Question

With the help of the circuit diagram, explain how a potentiometer is used to compare the emf’s of two primary cells. Obtain the required expression used for comparing the emfs. 

Write two possible causes of one- sided deflection in a potentiometer experiment.

Answer 1

 

Close key K and adjust a suitable constant current in the potentiometer wire with the help of rheostat. When ε₁connected, then we find the position of jockey, where galvanometer shows no deflection. 

Let, 

AJ₁ = l 

Therefore, 

ε₁ is equal to potential difference between the points A and J1 of the potentiometer wire, 

or ε₁ = kl₁ ……..(1) 

Where k = potential gradient across the potentiometer wire. 

Similarly, 

For ε₂, 

If AJ₂ = l₂, then 

ε₂ = kl₂ ………..(2)

From (1) and (2),

\(\frac{ε_1}{ε_2}\) = \(\frac{l_1}{l_2}\)
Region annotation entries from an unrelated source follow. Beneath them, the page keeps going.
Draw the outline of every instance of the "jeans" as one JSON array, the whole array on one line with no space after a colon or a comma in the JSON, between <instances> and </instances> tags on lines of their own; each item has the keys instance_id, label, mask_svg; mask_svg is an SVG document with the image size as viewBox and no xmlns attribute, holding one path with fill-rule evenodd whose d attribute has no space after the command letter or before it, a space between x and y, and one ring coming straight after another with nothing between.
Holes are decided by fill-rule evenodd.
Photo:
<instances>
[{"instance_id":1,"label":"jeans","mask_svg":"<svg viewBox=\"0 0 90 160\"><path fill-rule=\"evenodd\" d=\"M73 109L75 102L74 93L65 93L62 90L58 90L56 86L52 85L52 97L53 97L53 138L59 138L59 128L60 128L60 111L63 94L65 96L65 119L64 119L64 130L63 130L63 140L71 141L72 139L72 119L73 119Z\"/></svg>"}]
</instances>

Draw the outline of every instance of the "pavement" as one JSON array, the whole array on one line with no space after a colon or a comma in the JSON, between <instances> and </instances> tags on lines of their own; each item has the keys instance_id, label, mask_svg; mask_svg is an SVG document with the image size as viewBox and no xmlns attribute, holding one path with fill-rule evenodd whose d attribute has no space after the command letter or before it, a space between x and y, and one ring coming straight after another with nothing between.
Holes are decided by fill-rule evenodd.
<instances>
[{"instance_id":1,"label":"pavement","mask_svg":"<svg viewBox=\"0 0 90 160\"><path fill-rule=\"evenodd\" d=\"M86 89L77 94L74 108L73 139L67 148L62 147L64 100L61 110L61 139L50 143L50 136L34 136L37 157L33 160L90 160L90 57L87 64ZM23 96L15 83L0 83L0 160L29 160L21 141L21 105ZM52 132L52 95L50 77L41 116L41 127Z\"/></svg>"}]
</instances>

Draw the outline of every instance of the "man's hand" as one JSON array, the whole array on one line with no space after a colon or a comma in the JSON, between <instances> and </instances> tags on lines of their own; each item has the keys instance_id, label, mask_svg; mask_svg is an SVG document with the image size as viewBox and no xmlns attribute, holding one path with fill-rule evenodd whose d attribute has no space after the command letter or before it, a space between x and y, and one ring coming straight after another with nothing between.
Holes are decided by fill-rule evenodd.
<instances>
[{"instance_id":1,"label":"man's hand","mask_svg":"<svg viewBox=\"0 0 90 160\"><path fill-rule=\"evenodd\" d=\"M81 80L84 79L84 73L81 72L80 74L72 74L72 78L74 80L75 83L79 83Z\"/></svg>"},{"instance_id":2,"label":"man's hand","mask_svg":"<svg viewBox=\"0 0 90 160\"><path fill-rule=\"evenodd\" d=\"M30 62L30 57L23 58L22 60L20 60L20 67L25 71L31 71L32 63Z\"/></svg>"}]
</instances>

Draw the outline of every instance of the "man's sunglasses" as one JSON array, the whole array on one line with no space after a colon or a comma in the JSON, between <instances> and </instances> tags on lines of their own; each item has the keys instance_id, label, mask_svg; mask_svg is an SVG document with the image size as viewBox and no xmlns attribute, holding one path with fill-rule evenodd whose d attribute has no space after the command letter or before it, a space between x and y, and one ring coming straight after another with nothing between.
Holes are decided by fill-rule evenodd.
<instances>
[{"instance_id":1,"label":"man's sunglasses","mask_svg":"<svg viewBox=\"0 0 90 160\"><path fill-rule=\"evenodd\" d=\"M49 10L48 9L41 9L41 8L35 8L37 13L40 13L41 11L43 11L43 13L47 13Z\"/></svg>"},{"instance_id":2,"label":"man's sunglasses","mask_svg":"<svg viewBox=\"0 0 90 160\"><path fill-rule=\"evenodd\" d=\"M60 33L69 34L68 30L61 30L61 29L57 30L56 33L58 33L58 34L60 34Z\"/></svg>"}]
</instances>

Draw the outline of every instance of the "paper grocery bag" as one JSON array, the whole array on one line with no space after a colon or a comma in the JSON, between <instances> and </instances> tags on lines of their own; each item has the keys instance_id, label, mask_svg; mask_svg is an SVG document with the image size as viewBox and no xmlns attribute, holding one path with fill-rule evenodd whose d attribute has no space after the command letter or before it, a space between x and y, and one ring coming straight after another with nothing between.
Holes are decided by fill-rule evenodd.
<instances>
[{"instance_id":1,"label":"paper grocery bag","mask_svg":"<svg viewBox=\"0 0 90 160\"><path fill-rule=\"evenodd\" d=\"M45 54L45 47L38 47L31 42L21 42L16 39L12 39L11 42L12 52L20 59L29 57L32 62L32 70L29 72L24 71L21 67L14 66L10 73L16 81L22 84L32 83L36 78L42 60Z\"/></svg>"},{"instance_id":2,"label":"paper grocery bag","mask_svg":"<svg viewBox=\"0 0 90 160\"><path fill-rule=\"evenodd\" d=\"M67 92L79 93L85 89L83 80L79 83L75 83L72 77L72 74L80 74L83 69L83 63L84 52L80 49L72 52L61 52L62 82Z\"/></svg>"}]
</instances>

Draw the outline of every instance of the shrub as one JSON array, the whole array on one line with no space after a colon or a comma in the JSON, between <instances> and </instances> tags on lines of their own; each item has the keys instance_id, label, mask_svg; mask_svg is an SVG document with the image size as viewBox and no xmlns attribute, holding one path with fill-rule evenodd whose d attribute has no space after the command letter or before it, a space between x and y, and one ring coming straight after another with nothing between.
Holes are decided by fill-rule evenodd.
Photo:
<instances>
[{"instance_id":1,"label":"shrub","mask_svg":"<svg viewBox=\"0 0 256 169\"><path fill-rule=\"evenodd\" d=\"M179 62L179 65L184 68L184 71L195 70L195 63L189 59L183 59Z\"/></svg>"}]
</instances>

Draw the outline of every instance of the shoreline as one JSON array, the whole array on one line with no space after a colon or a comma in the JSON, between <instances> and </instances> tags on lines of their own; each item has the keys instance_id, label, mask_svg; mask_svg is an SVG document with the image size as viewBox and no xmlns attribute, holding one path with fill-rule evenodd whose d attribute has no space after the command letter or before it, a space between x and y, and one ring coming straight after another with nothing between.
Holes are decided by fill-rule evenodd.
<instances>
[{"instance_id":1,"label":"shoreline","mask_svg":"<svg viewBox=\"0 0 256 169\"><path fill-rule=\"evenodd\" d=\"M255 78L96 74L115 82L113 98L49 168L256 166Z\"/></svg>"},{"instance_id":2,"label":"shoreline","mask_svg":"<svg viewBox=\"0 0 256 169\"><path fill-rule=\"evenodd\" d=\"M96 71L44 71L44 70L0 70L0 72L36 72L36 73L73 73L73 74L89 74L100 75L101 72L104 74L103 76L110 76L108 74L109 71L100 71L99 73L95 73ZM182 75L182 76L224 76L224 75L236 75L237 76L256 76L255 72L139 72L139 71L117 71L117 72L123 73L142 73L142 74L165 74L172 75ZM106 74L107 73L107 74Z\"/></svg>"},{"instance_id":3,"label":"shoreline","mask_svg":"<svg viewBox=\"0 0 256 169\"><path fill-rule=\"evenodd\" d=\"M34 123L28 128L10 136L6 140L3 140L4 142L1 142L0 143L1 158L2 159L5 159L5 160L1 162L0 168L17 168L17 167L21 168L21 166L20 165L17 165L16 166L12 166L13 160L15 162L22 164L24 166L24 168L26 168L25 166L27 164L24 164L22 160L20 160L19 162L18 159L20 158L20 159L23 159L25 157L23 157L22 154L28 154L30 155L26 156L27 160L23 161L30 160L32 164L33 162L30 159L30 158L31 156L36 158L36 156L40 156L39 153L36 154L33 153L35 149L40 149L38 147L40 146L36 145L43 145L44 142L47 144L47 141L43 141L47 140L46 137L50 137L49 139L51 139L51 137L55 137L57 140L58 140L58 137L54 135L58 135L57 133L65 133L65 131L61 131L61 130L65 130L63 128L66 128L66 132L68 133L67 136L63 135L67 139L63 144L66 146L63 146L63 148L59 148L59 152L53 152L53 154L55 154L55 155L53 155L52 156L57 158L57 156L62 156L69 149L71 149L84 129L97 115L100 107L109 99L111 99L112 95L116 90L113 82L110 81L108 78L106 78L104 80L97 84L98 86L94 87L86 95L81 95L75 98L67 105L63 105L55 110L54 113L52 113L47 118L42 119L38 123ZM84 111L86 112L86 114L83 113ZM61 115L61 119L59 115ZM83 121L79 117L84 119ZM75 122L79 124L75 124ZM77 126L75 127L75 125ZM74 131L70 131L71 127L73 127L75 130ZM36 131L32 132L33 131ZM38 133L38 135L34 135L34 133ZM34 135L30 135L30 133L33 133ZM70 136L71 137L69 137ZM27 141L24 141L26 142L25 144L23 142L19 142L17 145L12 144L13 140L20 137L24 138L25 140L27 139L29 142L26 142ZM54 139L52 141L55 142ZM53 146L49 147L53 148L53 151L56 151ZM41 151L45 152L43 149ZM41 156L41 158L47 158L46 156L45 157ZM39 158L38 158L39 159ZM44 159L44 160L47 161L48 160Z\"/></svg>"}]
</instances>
Two possible causes for one-sided deflection in a potentiometer experiment is :

(i) The emf of the driving cell used in the main circuit of the potentiometer may be less than the potential difference to be measured. 

(ii) If the fall of potential across the potentiometer wire is less than the potential difference to be balanced by the potentiometer wire.